INDIANAPOLIS — Unemployment claims continued to be filed in Indiana at an alarming pace, with at least 444,123 workers in the state losing their jobs over the past month due to the global COVID-19 pandemic.
Last week, 118,184 initial unemployment claims were filed in Indiana, slightly lower than the 127,010 claims filed the week before — but is still one of the highest totals of weekly unemployment claims filed in Indiana history, according to Indiana Department of Workforce Development data.
Updated county-level data was not released by press time on Thursday, but 3,840 claims were filed in Bartholomew County between the weeks ending March 21 and April 4.

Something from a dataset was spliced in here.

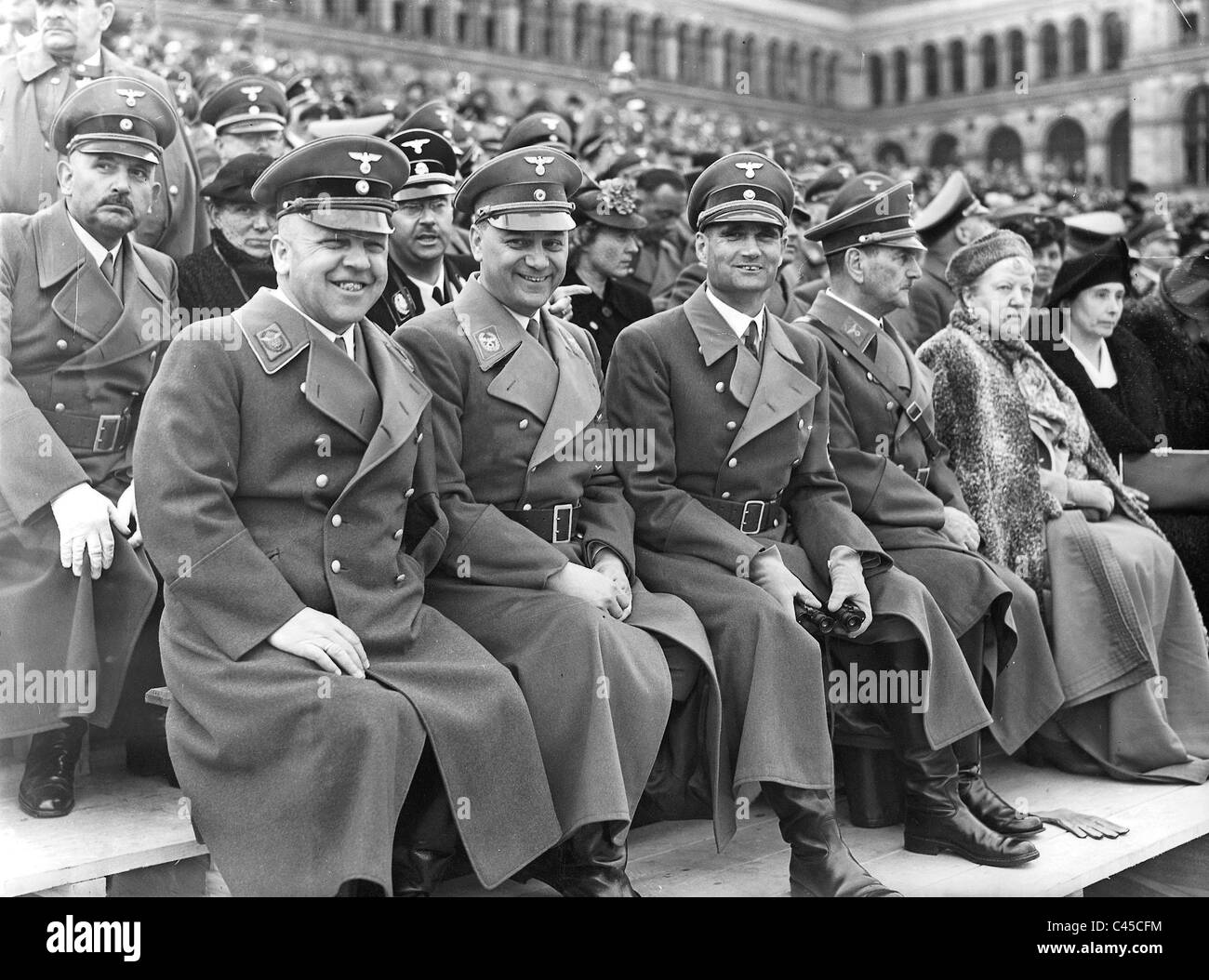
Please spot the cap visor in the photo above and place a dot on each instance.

To put that in perspective, that is roughly the equivalent of 7% of the estimated 51,204 people employed in Bartholomew County in September of last year, as measured by the most recent Quarterly Census of Employment and Wages from the U.S. Bureau of Labor Statistics.
An additional 5.2 million Americans applied for unemployment benefits last week, bringing the four-week total to about 22 million employees out of a work force of 159 million — easily the worst stretch of U.S. job losses on record, according to The Associated Press.
“We continue to experience extreme volumes of claim filings in Indiana just as we are around the country,” said Fred Payne, commissioner of the Indiana Department of Workforce Development.
During the first 15 days of April, the state made 432,740 unemployment insurance payments, compared to 71,000 during the entire month of April 2019, Payne said.
The Indiana Department of Workforce Development received 800,000 calls from April 1 to 14 and state officials have identified the cause of dropped calls and are addressing them, Payne said.
The latest round of staggering jobless claims came as many experts forecast that the pandemic may cause the worst economic downturn in the United States since the Great Depression of the 1930s.
On Tuesday, the International Monetary Fund said it expects the global economy to shrink 3% this year — far worse than its 0.1% dip in the Great Recession year of 2009 — before rebounding in 2021, according to wire reports.
The IMF projects an economic contraction this year of 5.9% in the United States.
“The world has been put in a great lockdown,” the IMF’s chief economist, Gita Gopinath, told reporters. “This is a crisis like no other.”